Default: most-overloaded
Inputs:
- file: Reads log dirs information from a JSON file generated by kafka-log-dirs.sh.
Outputs:
- file: Writes output to a JSON file compatible with kafka-reassign-partitions.sh.
Rebalancers:
- ffd: Applies a First-Fit-Decreasing (FFD) algorithm where the items to pack
are the movable partitions (i.e. the ones in overloaded brokers)
and the bins are the free brokers.
Source/destination broker strategies are taken into account.
Source broker strategies:
- most-overloaded: The replica to be moved is taken from the most overloaded broker.
- random: Choose a random source broker for the next replica to be moved.
Destination broker strategies:
- random-free: The destination broker is chosen randomly between those not having
the replica already and not being overloaded after the move.
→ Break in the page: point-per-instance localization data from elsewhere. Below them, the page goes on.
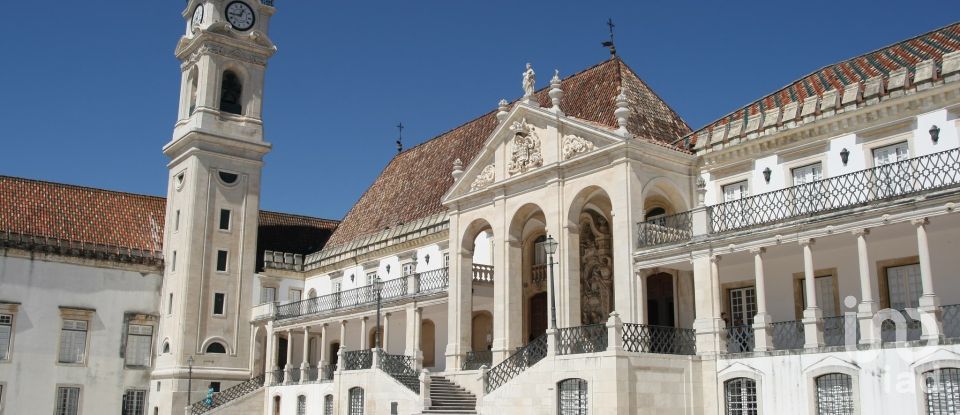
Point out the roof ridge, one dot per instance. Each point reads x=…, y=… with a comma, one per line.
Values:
x=809, y=74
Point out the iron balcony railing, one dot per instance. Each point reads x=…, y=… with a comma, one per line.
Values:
x=582, y=339
x=643, y=338
x=474, y=360
x=395, y=289
x=512, y=366
x=227, y=395
x=666, y=229
x=889, y=181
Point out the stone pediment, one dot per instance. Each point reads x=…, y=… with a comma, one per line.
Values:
x=525, y=142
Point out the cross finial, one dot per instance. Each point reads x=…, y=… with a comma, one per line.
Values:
x=400, y=138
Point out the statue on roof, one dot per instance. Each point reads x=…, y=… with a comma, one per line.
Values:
x=529, y=81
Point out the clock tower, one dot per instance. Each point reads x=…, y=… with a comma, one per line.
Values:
x=213, y=198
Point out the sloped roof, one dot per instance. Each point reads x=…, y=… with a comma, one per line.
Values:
x=111, y=221
x=411, y=186
x=878, y=64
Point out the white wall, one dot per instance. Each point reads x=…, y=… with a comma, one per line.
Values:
x=32, y=374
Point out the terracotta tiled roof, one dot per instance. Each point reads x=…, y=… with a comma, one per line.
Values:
x=126, y=221
x=412, y=184
x=879, y=63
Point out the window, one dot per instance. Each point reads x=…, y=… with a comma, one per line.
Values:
x=225, y=219
x=301, y=405
x=572, y=397
x=222, y=261
x=230, y=92
x=68, y=401
x=834, y=394
x=268, y=295
x=903, y=286
x=216, y=347
x=139, y=338
x=741, y=396
x=133, y=402
x=356, y=401
x=6, y=334
x=218, y=304
x=73, y=341
x=942, y=391
x=328, y=405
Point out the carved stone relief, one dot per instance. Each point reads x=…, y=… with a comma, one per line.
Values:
x=484, y=179
x=596, y=268
x=574, y=145
x=525, y=149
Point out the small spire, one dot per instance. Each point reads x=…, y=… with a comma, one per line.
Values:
x=556, y=94
x=622, y=112
x=503, y=110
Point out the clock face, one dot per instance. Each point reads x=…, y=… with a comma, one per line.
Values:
x=240, y=15
x=198, y=15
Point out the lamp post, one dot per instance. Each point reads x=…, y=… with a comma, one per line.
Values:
x=377, y=286
x=550, y=245
x=189, y=380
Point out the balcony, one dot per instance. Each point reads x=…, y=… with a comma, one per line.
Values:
x=393, y=290
x=906, y=178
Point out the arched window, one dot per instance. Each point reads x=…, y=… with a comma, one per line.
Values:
x=356, y=401
x=834, y=394
x=231, y=89
x=301, y=405
x=741, y=396
x=216, y=347
x=328, y=405
x=572, y=397
x=942, y=390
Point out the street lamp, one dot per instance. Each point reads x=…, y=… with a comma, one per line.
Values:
x=189, y=380
x=377, y=286
x=550, y=246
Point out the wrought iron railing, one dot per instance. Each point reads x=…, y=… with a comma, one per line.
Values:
x=889, y=181
x=951, y=321
x=644, y=338
x=397, y=288
x=740, y=339
x=666, y=229
x=277, y=377
x=787, y=335
x=473, y=360
x=582, y=339
x=227, y=395
x=512, y=366
x=401, y=368
x=357, y=359
x=482, y=273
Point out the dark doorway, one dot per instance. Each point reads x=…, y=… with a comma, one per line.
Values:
x=660, y=300
x=538, y=315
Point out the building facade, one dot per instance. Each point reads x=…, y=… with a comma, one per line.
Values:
x=579, y=250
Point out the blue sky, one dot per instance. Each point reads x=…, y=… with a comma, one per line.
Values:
x=90, y=88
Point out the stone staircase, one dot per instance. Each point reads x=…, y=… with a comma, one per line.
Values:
x=447, y=397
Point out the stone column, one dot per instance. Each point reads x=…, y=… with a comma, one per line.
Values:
x=812, y=314
x=385, y=333
x=708, y=324
x=762, y=338
x=930, y=318
x=868, y=305
x=305, y=364
x=288, y=370
x=364, y=339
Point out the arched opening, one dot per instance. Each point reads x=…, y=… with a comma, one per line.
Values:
x=482, y=331
x=660, y=300
x=231, y=91
x=216, y=347
x=428, y=336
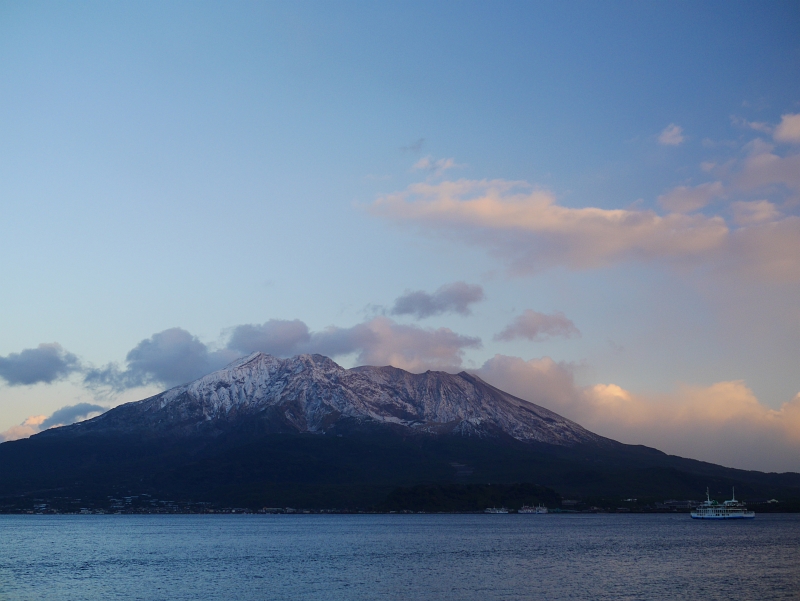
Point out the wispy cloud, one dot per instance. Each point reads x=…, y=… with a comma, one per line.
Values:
x=538, y=327
x=754, y=211
x=788, y=130
x=170, y=358
x=415, y=146
x=529, y=227
x=686, y=199
x=671, y=135
x=530, y=230
x=62, y=417
x=437, y=166
x=456, y=298
x=759, y=126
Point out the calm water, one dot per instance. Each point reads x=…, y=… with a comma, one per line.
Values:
x=469, y=557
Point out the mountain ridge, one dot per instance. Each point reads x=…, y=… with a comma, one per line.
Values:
x=311, y=393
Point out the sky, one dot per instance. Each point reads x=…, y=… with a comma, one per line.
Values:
x=593, y=206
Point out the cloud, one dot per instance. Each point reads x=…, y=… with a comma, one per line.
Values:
x=279, y=337
x=685, y=199
x=763, y=167
x=175, y=356
x=171, y=357
x=455, y=297
x=672, y=135
x=724, y=423
x=46, y=363
x=538, y=326
x=62, y=417
x=415, y=146
x=756, y=211
x=527, y=228
x=379, y=341
x=788, y=130
x=437, y=167
x=760, y=126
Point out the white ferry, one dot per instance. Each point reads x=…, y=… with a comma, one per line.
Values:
x=729, y=510
x=538, y=509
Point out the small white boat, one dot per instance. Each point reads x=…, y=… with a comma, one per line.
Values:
x=539, y=509
x=729, y=510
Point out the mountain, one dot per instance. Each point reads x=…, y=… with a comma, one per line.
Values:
x=306, y=432
x=312, y=394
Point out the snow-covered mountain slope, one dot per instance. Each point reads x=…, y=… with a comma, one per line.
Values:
x=311, y=393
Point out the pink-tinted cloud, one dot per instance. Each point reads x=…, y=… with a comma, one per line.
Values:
x=530, y=230
x=538, y=327
x=62, y=417
x=724, y=423
x=27, y=428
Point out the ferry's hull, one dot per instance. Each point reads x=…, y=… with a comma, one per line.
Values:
x=744, y=516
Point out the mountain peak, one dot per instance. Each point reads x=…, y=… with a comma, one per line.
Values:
x=312, y=393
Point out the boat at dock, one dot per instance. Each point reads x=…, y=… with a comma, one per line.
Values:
x=729, y=510
x=539, y=509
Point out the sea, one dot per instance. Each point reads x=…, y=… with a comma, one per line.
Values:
x=420, y=556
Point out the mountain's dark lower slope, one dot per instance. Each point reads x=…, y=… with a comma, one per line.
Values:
x=305, y=432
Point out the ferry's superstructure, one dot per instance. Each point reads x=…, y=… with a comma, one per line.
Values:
x=729, y=510
x=538, y=509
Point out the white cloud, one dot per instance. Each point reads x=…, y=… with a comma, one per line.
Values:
x=788, y=130
x=723, y=423
x=759, y=126
x=756, y=211
x=671, y=135
x=763, y=167
x=685, y=199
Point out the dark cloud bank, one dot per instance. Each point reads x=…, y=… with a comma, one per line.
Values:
x=45, y=364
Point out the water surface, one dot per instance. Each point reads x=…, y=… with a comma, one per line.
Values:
x=355, y=557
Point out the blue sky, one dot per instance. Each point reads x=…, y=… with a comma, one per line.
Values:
x=218, y=168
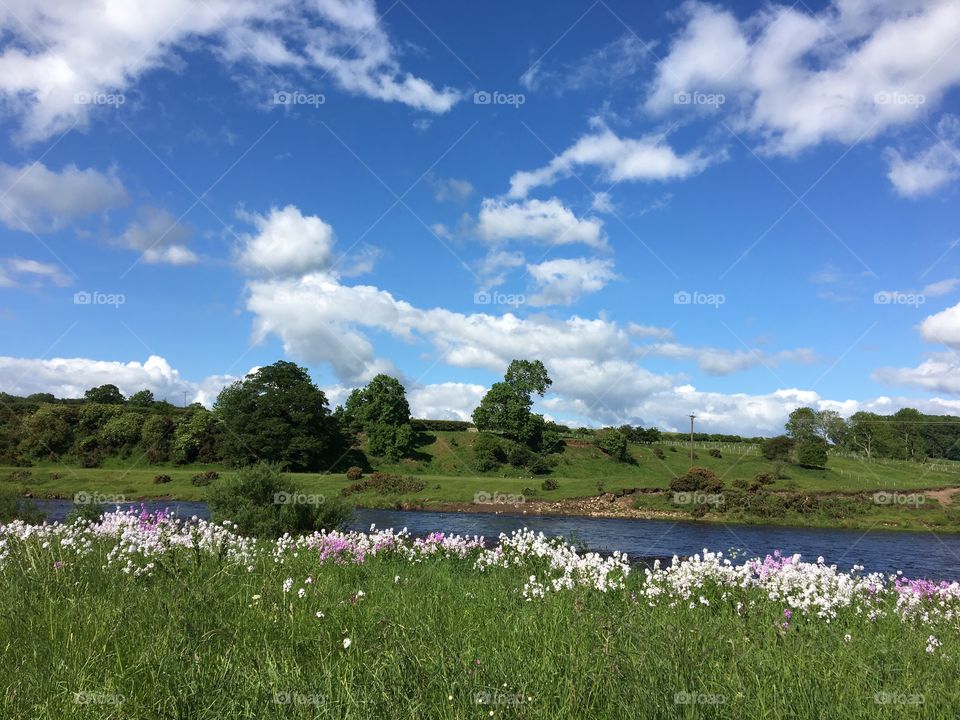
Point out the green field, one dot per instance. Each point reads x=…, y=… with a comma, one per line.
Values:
x=445, y=461
x=204, y=634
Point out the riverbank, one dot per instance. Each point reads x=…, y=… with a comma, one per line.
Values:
x=207, y=625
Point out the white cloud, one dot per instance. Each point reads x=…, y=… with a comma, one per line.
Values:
x=15, y=272
x=61, y=51
x=938, y=373
x=562, y=281
x=287, y=243
x=38, y=199
x=159, y=236
x=71, y=377
x=648, y=158
x=546, y=221
x=798, y=78
x=943, y=327
x=926, y=172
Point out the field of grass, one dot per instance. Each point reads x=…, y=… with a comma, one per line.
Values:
x=217, y=628
x=445, y=462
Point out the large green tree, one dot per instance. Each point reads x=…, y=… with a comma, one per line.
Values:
x=506, y=408
x=277, y=414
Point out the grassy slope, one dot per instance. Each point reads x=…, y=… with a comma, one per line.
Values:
x=445, y=460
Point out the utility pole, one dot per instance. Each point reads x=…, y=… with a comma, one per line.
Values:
x=691, y=439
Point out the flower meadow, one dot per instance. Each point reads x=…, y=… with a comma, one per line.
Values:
x=146, y=615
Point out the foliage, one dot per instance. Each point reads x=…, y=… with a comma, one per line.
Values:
x=254, y=496
x=277, y=414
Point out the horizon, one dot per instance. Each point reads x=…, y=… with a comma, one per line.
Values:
x=733, y=209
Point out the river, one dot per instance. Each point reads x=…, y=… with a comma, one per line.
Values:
x=927, y=554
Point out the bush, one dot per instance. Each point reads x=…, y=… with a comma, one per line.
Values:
x=205, y=478
x=812, y=452
x=256, y=498
x=697, y=479
x=387, y=484
x=613, y=443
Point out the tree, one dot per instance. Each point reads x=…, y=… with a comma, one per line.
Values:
x=812, y=452
x=613, y=443
x=48, y=431
x=777, y=448
x=142, y=398
x=803, y=423
x=106, y=394
x=277, y=414
x=381, y=410
x=506, y=408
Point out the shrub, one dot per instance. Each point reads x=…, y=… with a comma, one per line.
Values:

- random: The replica is moved to any broker (not having it already) randomly.
Leader election strategies:
- weighted-shuffle: Weighted random (not uniform) distribution of leader replicas.
Beware this leader election strategy might overload your most powerful brokers.
- shuffle: Random (uniform) distribution of leader replicas between brokers.
With --input
and --output
you can choose where the log dirs data comes from and where the reassignments proposal is sent.
Use --src-broker-strategy
and --dst-broker-strategy
to respectively define how to select the replica to be moved from one of the overloaded brokers and how to select the destination broker.
The --rebalancer
option chooses the rebalancing algorithm, which decides what partitions will be moved.
Then, --leader-strategy
decides the leader election strategy.
Although the tool works and has been used in real environments, clearly it lacks support for scenarios different than the ones faced by me.
In particular, alternative rebalancing algorithms and source/destination broker selection strategies would be very welcome.
Max Brod was a prolific writer best known for being one of Kafka's closest friends.
As brod-rebalancer
is also a good friend of Apache Kafka, it seemed appropriate to me to name this tool after him.